Closed kouks closed 5 years ago

kouks commented 5 years ago

At the moment, all functionality from @exteranto/utils is bound to the container automatically via @Binding and @Singleton.

Although these are not bound to the container before including them via import { ... } from '...', should it be explicit to the user? Should we instead export optionally registered providers?

Another issue is when a user registers CacheProvider and leaves StorageProvider out. Cache has its dependencies on storage as it uses its APIs but as it is not being registered, an error would be thrown.

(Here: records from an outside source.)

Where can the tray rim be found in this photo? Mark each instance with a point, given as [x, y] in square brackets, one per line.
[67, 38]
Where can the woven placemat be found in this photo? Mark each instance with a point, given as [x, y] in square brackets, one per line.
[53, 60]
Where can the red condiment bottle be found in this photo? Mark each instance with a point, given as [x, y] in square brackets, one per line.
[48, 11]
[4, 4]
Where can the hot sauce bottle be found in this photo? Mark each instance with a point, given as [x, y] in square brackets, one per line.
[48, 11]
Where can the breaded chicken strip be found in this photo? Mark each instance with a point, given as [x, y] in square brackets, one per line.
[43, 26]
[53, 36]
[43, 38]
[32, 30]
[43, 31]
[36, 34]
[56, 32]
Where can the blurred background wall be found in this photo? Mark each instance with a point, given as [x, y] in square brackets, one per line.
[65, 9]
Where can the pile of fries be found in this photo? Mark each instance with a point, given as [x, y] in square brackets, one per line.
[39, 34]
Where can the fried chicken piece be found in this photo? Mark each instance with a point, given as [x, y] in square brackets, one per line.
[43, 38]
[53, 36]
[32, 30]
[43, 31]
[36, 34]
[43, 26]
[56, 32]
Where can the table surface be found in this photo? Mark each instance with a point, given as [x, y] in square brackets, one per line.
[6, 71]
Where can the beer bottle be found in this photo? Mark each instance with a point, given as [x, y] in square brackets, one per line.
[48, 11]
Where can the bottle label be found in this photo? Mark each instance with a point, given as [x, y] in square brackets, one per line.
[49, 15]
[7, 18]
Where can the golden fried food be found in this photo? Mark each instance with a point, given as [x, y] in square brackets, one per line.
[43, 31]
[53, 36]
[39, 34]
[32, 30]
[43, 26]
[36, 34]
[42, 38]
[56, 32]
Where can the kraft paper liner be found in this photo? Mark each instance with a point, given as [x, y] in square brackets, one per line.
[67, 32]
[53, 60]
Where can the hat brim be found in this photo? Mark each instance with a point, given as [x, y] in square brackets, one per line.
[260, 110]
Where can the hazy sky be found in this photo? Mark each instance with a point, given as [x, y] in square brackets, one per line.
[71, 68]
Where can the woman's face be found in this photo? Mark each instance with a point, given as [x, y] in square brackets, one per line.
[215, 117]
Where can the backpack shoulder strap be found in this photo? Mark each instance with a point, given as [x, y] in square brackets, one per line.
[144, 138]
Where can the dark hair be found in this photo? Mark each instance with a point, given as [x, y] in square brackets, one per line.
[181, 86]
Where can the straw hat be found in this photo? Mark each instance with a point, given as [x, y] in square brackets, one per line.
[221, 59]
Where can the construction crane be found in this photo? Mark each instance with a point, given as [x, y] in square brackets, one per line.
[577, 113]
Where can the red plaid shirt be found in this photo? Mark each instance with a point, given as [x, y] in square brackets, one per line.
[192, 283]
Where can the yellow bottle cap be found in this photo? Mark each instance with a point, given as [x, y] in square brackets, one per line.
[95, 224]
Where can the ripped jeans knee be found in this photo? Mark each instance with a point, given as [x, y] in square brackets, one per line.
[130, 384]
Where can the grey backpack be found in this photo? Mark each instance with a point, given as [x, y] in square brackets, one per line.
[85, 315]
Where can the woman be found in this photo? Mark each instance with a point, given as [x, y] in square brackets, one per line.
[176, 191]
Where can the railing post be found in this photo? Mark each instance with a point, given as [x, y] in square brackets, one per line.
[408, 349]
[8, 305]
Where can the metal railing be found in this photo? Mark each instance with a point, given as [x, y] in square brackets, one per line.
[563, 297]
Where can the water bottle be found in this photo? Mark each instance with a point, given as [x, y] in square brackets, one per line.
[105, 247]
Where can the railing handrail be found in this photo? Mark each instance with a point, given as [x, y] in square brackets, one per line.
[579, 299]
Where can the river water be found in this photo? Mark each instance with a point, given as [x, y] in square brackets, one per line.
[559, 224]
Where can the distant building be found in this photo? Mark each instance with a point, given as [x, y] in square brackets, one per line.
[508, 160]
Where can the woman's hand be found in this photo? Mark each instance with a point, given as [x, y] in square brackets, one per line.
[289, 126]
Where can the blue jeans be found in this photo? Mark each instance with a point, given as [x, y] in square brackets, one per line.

porkbrain commented 5 years ago
  1. The concern is that developers would not be sure how to use/register the logic from @exteranto/utils, right? On the contrary, I think this package serves as a great example of using these annotations. Let's write an in-depth description doc for each utils export that is bound to the container implicitly. Even better would be indicating this annotation in docs with a link to the core/container, hence we have this description in one place. This way, when a developer is searching for any of those packages, they actually learn about core functionality they might not know about. I don't mind either though, exporting a Provider or linking class to our docs.

  2. Would adding another optional Provider getter (like only: Script[]) named depends/assumes: typeof Provider[] overkill? I think Provider would be preferable to Dependency (not even sure if we export this).

kouks commented 5 years ago

I think this is now quite well solved with introducing stricter container that throws an exception when a dependency is not found.